The July-to-September quarter, typically a sluggish period in retail brokerage, was the first in which Morgan Stanley owned 100 percent of the former Smith Barney after buying Citigroup's remaining 35 percent interest in the joint venture at the end of June. In last year's third quarter, Morgan Stanley shared
$9 million of the unit's profit with Citigroup.
The third-quarter report showed success in virtually every part of the company's strategic plan to book steady fee income from rich people to offset the volatility of its trading and investment banking businesses.
At the end of the third quarter, about 36 percent of client assets in the wealth division were in fee-based programs, up about one percentage point from June 30. The unit's total assets rose 8 percent from a year ago to $1.8 trillion and were up 3 percent from the second quarter.
Morgan Stanley's focus on wealthy families and individuals and its use of bonus and incentive plans for its brokers also bore fruit. Assets of clients with $10 million or more increased 20 percent from a year ago and 4 percent from the second quarter to $631 billion, or 35 percent of total assets.

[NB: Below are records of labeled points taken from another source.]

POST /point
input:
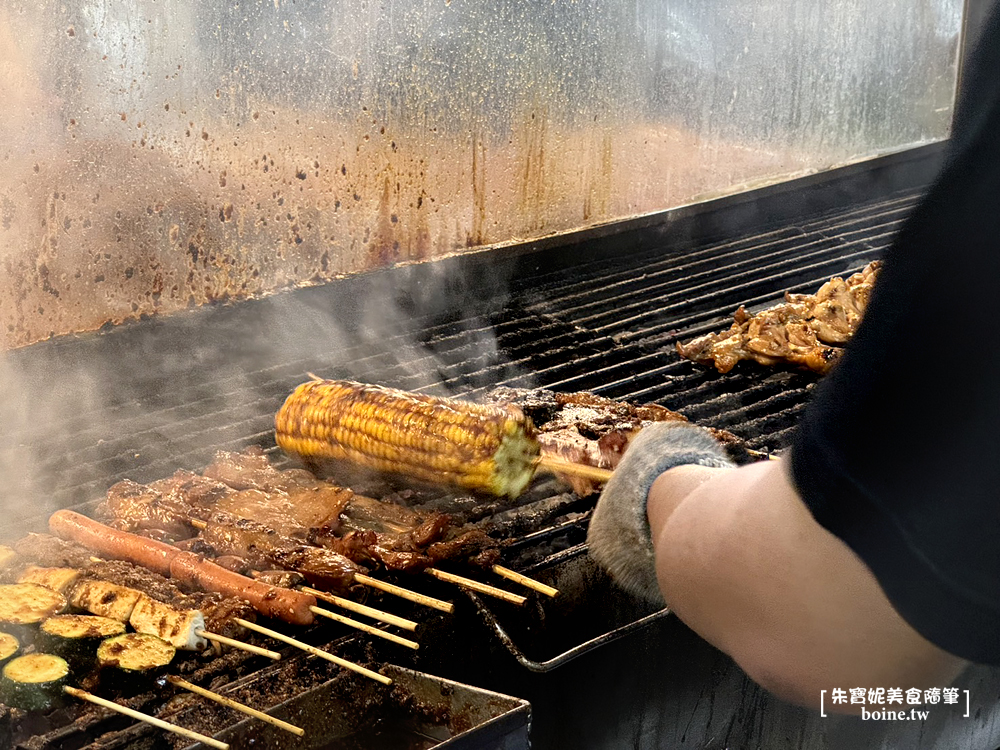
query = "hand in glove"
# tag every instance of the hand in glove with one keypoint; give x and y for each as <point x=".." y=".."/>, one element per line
<point x="619" y="537"/>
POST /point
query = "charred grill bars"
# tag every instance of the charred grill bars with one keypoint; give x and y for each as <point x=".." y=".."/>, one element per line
<point x="603" y="322"/>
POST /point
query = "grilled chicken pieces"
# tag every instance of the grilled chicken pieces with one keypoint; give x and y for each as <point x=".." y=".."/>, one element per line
<point x="808" y="330"/>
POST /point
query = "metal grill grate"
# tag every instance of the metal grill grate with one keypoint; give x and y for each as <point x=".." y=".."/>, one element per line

Traditional trading commissions, which are being de-emphasized by big brokerages, nevertheless rose 16 percent from a year ago and 42 percent from this year's second quarter to $317 million.
Even the units brokerage force, which industry-wide has been falling as firms cull low producers, inched up 1 percent from a year earlier - and from this year's second quarter - to 16,517, confirming Morgan Stanley's status as the biggest U.S. brokerage.
On Wednesday, Bank of America's Merrill Lynch wealth division reported that its broker count fell almost 7 percent from a year ago to just over 14,000 as of September 30.
The wealth management unit at Morgan Stanley contributed 43.8 percent of the company's total revenue of $7.9 billion and 49.8 percent of its $1.3 billion pretax profit from continuing operations.
That positions wealth as the largest profit generator of the company's three main businesses, which also include institutional securities and investment management.
(The story has been filed again to correct profit in the first paragraph.)